Futura : Quelle est la suite de l’histoire ?
Anne-Sophie Thomas : Nous voulons tout simplement devenir les leaders de l'investissement et de la location responsable en France. Pour le moment présent, à Lyon et Paris, nous allons donc continuer notre déploiement dans les principales métropoles, Marseille, Bordeaux, Lille mais aussi dans les départements d'outre-mer, dans lesquels la donne est un peu différente mais où nous pouvons avoir une action significative.
Futura : Si vous étiez Première ministre, quelle mesure phare mettriez-vous en place ?
Anne-Sophie Thomas : Il existe selon moi un hiatus entre la planification quinquennale des mesures en faveur du logement et le nécessaire temps plus long des chantiers à l'horizon parfois de plusieurs décennies. Par ailleurs, même si de nombreuses avancées ont été réalisées depuis quelques années, il reste encore beaucoup à faire par exemple sur la décentralisation des décisions pour permettre aux communes ou aux régions de faciliter les permis de construire et ainsi tenir les objectifs nationaux. En tant que Première ministre, j'essaierais aussi de rendre un peu plus puissantes les lois de défiscalisation, de mieux les faire connaître, mais aussi de résoudre certaines incohérences sur les niches fiscales comme celle de la location meublée, qui incitent les propriétaires à se tourner vers la rentabilité au détriment du logement pour tous.
Futura : À quoi va ressembler le monde en 2050 ?
Anne-Sophie Thomas : Je constate que beaucoup de choses évoluent sur de nombreux volets. Nous assistons à un changement de paradigme qui questionne énormément le modèle purement capitaliste pour rééquilibrer société, environnement et économie. En 2050, je pense, et le souhaite fortement, que nous aurons évolué sur notre manière d'appréhender toutes ces questions.

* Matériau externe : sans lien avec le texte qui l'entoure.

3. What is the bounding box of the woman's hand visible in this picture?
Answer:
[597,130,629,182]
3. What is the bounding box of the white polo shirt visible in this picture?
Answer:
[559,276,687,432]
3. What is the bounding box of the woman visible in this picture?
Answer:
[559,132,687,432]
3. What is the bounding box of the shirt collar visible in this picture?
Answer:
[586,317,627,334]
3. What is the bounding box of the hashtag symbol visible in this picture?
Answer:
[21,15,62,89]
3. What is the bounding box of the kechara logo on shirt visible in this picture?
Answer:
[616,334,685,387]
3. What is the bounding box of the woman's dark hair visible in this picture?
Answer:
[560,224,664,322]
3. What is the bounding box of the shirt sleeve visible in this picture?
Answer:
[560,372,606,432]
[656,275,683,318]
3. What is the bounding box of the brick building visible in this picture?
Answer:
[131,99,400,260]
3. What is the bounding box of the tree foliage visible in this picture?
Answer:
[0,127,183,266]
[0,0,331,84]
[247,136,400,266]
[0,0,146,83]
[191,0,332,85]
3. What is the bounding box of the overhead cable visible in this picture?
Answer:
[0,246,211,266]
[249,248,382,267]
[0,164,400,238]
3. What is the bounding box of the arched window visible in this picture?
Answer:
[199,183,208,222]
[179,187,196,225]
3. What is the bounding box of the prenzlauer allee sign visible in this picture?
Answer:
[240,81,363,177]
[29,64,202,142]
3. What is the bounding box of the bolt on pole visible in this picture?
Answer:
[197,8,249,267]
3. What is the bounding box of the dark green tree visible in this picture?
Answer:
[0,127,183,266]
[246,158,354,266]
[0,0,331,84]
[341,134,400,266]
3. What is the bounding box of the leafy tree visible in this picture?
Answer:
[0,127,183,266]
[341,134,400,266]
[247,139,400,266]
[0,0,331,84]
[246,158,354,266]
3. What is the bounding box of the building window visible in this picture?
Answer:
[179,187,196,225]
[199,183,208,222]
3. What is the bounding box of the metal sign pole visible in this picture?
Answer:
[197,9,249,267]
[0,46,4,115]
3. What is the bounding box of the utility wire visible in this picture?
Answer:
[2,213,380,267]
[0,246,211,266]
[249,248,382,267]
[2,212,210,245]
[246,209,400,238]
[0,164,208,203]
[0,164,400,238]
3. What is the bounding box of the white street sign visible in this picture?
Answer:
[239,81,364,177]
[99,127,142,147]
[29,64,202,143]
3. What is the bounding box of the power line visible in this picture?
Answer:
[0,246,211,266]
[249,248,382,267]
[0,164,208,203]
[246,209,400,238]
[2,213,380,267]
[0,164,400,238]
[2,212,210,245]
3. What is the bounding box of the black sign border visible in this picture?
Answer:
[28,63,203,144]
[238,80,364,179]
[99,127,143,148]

Futura : Quel sujet d'actualité de Futura vous a passionnée ?
Anne-Sophie Thomas : L'article « Antarctique, une clé de voûte du monde en péril ? » parce que la crise climatique est un enjeu plus que d'actualité. J'ai un combat tourné vers le social. Mais aujourd'hui, il ne faut pas oublier l'enjeu climatique. Il faut vulgariser et informer sur le sujet. J'ai été passionné par cet article car il met en avant la fragilité de notre écosystèmeécosystème et la puissance de la nature à s'autoréguler. Dans cet article, on comprend parfaitement que l'être humain est le problème. C'est un peu une répétition des erreurs humaines de toujours vouloir pousser tous les modèles à l'outrance pour gagner en productivité et la lucrativité. Et détruire par la même occasion son lieu de vie.